Principles for Undefined Behavior in Programming Language Design

I’ve had a post with this title on the back burner for years but I was never quite convinced that it would say anything I haven’t said before. Last night I watched Chandler Carruth’s talk about undefined behavior at CppCon 2016 and it is good material and he says it better than I think I would have, and I wanted to chat about it a bit.

First off, this is a compiler implementor’s point of view. Other smart people, such as Dan Bernstein, have a very different point of view (but also keep in mind that Dan doesn’t believe compiler optimization is useful).

Chandler is not a fan of the term nasal demons, which he says is misleadingly hyperbolic, since the compiler isn’t going to maliciously turn undefined behavior (UB) into code for erasing your files or whatever. This is true, but Chandler leaves out the fact that our 28-year-long computer security train wreck (the Morris Worm seems like as good a starting point as any) has been fueled to a large extent by undefined behavior in C and (later) C++ code. In other words, while the compiler won’t emit system calls for erasing your files, a memory-related UB in your program will permit a random person on the Internet to insert instructions into your process that issue system calls doing precisely that. From this slightly broader point of view, nasal demons are less of a caricature.

The first main idea in Chandler’s talk is that we should view UB at the PL level as being analogous to narrow contracts on APIs. Let’s look at this in more detail. An API with a wide contract is one where you can issue calls in any order, and you can pass any arguments to API calls, and expect predictable behavior. One simple way that an API can have a wider contract is by quietly initializing library state upon the first call into the library, as opposed to requiring an explicit call to an init() function. Some libraries do this, but many libraries don’t. For example, an OpenSSL man page says “SSL_library_init() must be called before any other action takes place.” This kind of wording indicates that a severe obligation is being placed on users of the OpenSSL API, and failing to respect it would generally be expected to result in unpredictable behavior. Chandler’s goal in this first part of the talk is to establish the analogy between UB and narrow API contracts and convince us that not all APIs want to be maximally wide. In other words, narrow APIs may be acceptable when their risks are offset by, for example, performance advantages.

Coming back to programming languages (PL), we can look at something like the signed left shift operator as exposing an API. The signed left shift API in C and C++ is particularly narrow and while many people have by now internalized that it can trigger UB based on the shift exponent (e.g., 1 << -1 is undefined), fewer developers have come to terms with restrictions on the left hand argument (e.g., 0 << 31 is defined but 1 << 31 is not). Can we design a wide API for signed left shift? Of course!
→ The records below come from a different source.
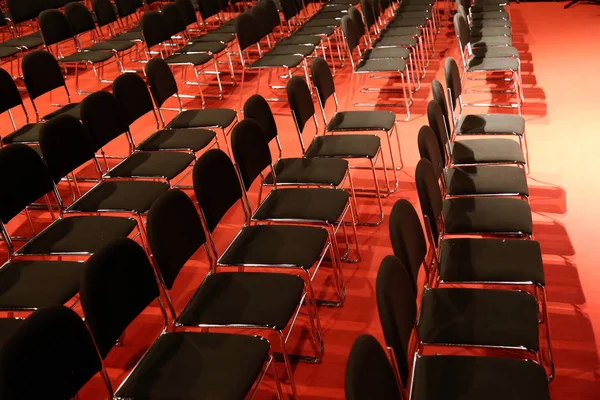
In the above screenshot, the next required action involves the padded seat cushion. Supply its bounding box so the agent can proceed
[418,288,539,351]
[439,238,545,285]
[17,216,137,255]
[442,197,533,235]
[115,332,269,400]
[68,180,169,213]
[219,225,328,270]
[177,272,304,330]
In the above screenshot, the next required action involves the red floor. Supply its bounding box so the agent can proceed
[2,2,600,400]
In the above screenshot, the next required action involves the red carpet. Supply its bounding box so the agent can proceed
[2,3,600,400]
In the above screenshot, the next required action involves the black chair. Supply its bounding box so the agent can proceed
[80,240,281,400]
[0,143,137,257]
[377,256,550,400]
[0,306,101,399]
[231,119,360,268]
[22,50,79,121]
[287,77,389,226]
[112,72,220,154]
[415,159,533,242]
[344,335,403,400]
[146,57,238,151]
[418,125,529,199]
[81,91,195,185]
[148,189,322,396]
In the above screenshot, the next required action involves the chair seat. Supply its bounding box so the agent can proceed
[115,332,269,400]
[456,114,525,135]
[167,108,237,129]
[446,165,529,196]
[219,225,328,270]
[107,151,194,180]
[417,288,539,351]
[439,238,545,286]
[467,57,519,72]
[452,138,525,165]
[252,188,350,224]
[165,53,213,67]
[137,129,217,152]
[327,111,396,132]
[17,216,137,255]
[442,197,533,235]
[247,53,304,68]
[354,58,406,72]
[177,272,304,330]
[67,180,169,213]
[264,158,348,187]
[411,356,550,400]
[0,261,85,310]
[58,51,114,64]
[2,124,42,144]
[305,134,381,159]
[42,103,81,121]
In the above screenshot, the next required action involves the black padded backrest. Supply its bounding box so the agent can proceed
[146,57,177,107]
[92,0,117,27]
[244,94,277,142]
[310,57,335,107]
[112,72,154,125]
[79,238,159,358]
[286,76,315,132]
[344,335,402,400]
[431,79,452,137]
[81,90,129,152]
[0,68,23,114]
[146,189,206,290]
[417,125,446,177]
[193,149,242,232]
[0,306,101,400]
[65,1,96,35]
[427,100,449,159]
[444,57,462,108]
[38,9,73,46]
[375,256,417,386]
[415,158,443,245]
[390,199,427,293]
[22,50,65,99]
[0,143,53,224]
[231,118,272,190]
[40,114,94,183]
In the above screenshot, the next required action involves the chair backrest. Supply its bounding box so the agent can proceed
[444,57,462,113]
[244,94,278,142]
[146,189,206,290]
[193,149,242,233]
[0,143,54,224]
[390,199,427,293]
[415,158,443,246]
[344,335,402,400]
[0,68,23,114]
[40,114,94,183]
[310,57,335,109]
[38,9,73,46]
[146,57,177,107]
[22,50,66,100]
[417,125,446,178]
[231,118,272,190]
[286,76,315,133]
[375,256,417,386]
[81,90,129,152]
[0,306,101,400]
[64,1,96,35]
[79,238,159,359]
[112,72,154,125]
We might specify, for example, that the result is zero when the shift exponent is too large or is negative, and that otherwise the result is the same as if the signed left-hand argument was interpreted as unsigned, shifted in the obvious way, and then reinterpreted as signed.

At this point in the talk, we should understand that “UB is bad” is an oversimplification, that there is a large design space relating to narrow vs. wide APIs for libraries and programming language features, and that finding the best point in this design space is not straightforward since it depends on performance requirements, on the target platform, on developers’ expectations, and more. C and C++, as low-level, performance-oriented languages, are famously narrow in their choice of contracts for core language features such as pointer and integer operations. The particular choices made by these languages have caused enormous problems and reevaluation is necessary and ongoing. The next part of Chandler’s talk provides a framework for deciding whether a particular narrow contract is a good idea or not.

Chandler provides these four principles for narrow language contracts:

  1. Checkable (probabilistically) at runtime
  2. Provide significant value: bug finding, simplification, and/or optimization
  3. Easily explained and taught to programmers
  4. Not widely violated by existing code that works correctly and as intended

The first criterion, runtime checkability, is crucial and unarguable: without it, we get latent errors of the kind that continue to contribute to insecurity and that have been subject to creeping exploitation by compiler optimizations. Checking tools such as ASan, UBSan, and tis-interpreter reduce the problem of finding these errors to the problem of software testing, which is very difficult, but which we need to deal with anyhow since there’s more to programming than eliminating undefined behaviors. Of course, any property that can be checked at runtime can also be checked without running the code. Sound static analysis avoids the need for test inputs but is otherwise much more difficult to usefully implement than runtime checking.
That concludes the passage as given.